Mas a elipse não é uma interpretação. É um fato. Agora, cada espectador pode dar o significado que mais achar interessante para essa elipse ou qualquer outra parte do filme. Cinema, especialmente com essas obras simbólicas, é pra isso mesmo. Deixe a imaginação voar!

Responder
JC 9 de janeiro de 2020 - 18:09

Ah….e Pattison tá me fazendo queimar a língua que nem Pitt e DiCaprio, que ator, segundo filme dele que fico assustado com a atuação, excelente, se tudo der certo, ele promete como Wayne.

Responder
Luiz Santiago 🌮😈🐂½ 10 de janeiro de 2020 - 08:35

Vai ser interessante ver esse cara como Morcegão.

Responder
JC 9 de janeiro de 2020 - 17:42

Poxa, amei A Bruxa, mas nesse, não consegui me conectar, talvez daqui há uns anos tente de novo, mas achei muito viagem-demais-moral-só-legal-cult-wanna-be.

Não é ruim, mas não achei mil maravilhas como A bruxa

Responder
Luiz Santiago 🌮😈🐂½ 10 de janeiro de 2020 - 08:35

Minha experiência foi exatamente oposta.

Responder
Luis 16 de janeiro de 2020 - 22:58

Exato! Eu adorei demais a bruxa! Mas esse eu assisti, acabou e eu fiquei, “nossa, não entendi nada”, única coisa que me deixou abismado foi a atuação dos principais, a fotografia e o som que lembra uma buzina que chega a ser agoniante

Responder
Raskolnikóv 20 de janeiro de 2020 - 00:11

Depois que comecei a apreciar mais os filmes por si só sem me preocupar tanto com o significado das coisas, comecei a ter experiências muito melhores no cinema. Acabei de assistí-lo no cinema e ainda estou impressionado com a atmosfera que conseguiram criar…

Responder
Bruno de Luca 9 de janeiro de 2020 - 15:38

No final das contas, o filme é Terror, Suspense ou Drama? Pq não quero assistir um filme esperando uma coisa e me sentir enganado depois (Sim, me refiro justamente à “Bruxa”).

Responder
Luiz Santiago 🌮😈🐂½ 9 de janeiro de 2020 - 16:04

É um drama. De terror.

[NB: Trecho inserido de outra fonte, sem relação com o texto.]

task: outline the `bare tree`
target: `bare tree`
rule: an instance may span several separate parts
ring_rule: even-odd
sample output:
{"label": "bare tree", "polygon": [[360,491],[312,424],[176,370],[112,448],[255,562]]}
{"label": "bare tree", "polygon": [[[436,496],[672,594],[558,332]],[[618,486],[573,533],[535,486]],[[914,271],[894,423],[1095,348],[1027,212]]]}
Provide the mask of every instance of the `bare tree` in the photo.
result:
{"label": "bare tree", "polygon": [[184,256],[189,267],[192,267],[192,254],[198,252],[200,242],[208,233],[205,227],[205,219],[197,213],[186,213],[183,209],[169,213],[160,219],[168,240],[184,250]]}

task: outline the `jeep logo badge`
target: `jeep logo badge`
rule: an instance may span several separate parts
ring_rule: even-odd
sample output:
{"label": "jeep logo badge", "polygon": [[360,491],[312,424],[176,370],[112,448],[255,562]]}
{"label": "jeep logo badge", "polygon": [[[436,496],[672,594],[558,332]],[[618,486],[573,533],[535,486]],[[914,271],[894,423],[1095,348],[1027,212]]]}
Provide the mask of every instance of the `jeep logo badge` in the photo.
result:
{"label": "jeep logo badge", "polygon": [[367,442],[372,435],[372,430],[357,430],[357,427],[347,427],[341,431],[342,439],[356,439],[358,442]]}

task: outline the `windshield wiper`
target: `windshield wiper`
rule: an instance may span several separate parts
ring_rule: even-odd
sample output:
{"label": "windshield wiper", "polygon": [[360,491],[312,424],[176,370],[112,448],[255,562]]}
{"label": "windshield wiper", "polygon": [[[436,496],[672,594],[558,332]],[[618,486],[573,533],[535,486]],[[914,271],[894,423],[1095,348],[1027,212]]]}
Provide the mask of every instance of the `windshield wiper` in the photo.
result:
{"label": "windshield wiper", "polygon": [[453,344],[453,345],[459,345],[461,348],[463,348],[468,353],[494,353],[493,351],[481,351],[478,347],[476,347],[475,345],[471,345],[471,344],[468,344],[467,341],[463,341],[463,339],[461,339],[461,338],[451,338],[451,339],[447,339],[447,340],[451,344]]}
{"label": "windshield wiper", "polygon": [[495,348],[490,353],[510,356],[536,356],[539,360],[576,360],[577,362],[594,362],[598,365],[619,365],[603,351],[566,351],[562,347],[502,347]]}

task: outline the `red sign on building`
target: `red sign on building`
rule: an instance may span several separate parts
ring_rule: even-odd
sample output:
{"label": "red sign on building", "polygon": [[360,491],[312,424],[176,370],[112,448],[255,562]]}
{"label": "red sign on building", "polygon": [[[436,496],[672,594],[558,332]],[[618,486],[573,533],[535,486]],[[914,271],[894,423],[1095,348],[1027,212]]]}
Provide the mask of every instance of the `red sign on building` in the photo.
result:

O suspense é apenas uma sugestão.

Responder
Bruno de Luca 9 de janeiro de 2020 - 16:10

Valeu…

Responder
Luiz Santiago 🌮😈🐂½ 9 de janeiro de 2020 - 16:39

É nóis!

Responder
marco 9 de janeiro de 2020 - 00:44

que manancial de gente intelectual, jargões cinematográficos, elipses, hipérboles, metáforas, quiasmos, merismos, plongée, contra plongée, travelling, hard cut, vou usar o comentário p pagar de intelectual tbm q sabe muito mas esqueceu do filme hehehe

*qto ao filme…”aparência é td conteúdo é nd”*

Responder
Raskolnikóv 20 de janeiro de 2020 - 00:11

Achei de boa o texto velho, não está prolixo não…

Responder
R.Sand 7 de janeiro de 2020 - 13:41

Esse daqui é mais um daqueles que vai pra lista “precisa ser assistido pelo menos duas ou três vezes”, são MUITAS interpretações possíveis. E parece ter também inúmeras referências a outros trabalhos. Confesso que não entendi – ou não captei? – qual seria a ideia do fim do filme. Mas sem dúvidas excelente.
Quantos as atuações… será que é pedir demais pelo menos uma indicação ao Oscar pra dupla? São a pedra fundamental do filme

Responder
Jadiel 4 de janeiro de 2020 - 15:27

A grande questão agora é (além das inúmeras proporcionadas pelo filme): Top 10 melhores filmes de 2019 ou Top 10 melhores filmes de 2020.

Responder
Luiz Santiago 🌮😈🐂½ 4 de janeiro de 2020 - 17:23

Segundo as nossas regras de TOP 10 anual, 2020, porque o filme estreou no Brasil apenas em 2 de janeiro de 2020.

Já na lista da década, aí é considerado o ano de lançamento original da obra.

Responder
Jadiel 4 de janeiro de 2020 - 17:43

Bom, só sei que está entre os melhores. O “de que” já não é comigo. Pra mim está no mesmo nível de Parasita.

Responder
Luiz Santiago 🌮😈🐂½ 4 de janeiro de 2020 - 18:08

Entre os melhores com certeza está! Acho que em qualquer lista que fizer parte haahahhahahhaha

Responder
Sabrina 6 de janeiro de 2020 - 12:01

A década acaba em 2019 ou 2020 ? A muita controvérsia

Responder
Luiz Santiago 🌮😈🐂½ 6 de janeiro de 2020 - 20:08

MATEMATICAMENTE FALANDO décadas, séculos e milênios acabam em 0 e começam em 1. Assim, MATEMATICAMENTE FALANDO, a década acabaria em 2020 e a outra começaria em 2021. Mas aqui, como em pelo menos uma alta % das coisas matemáticas ou de áreas da ciência em nossa vida, estamos usando o senso comum.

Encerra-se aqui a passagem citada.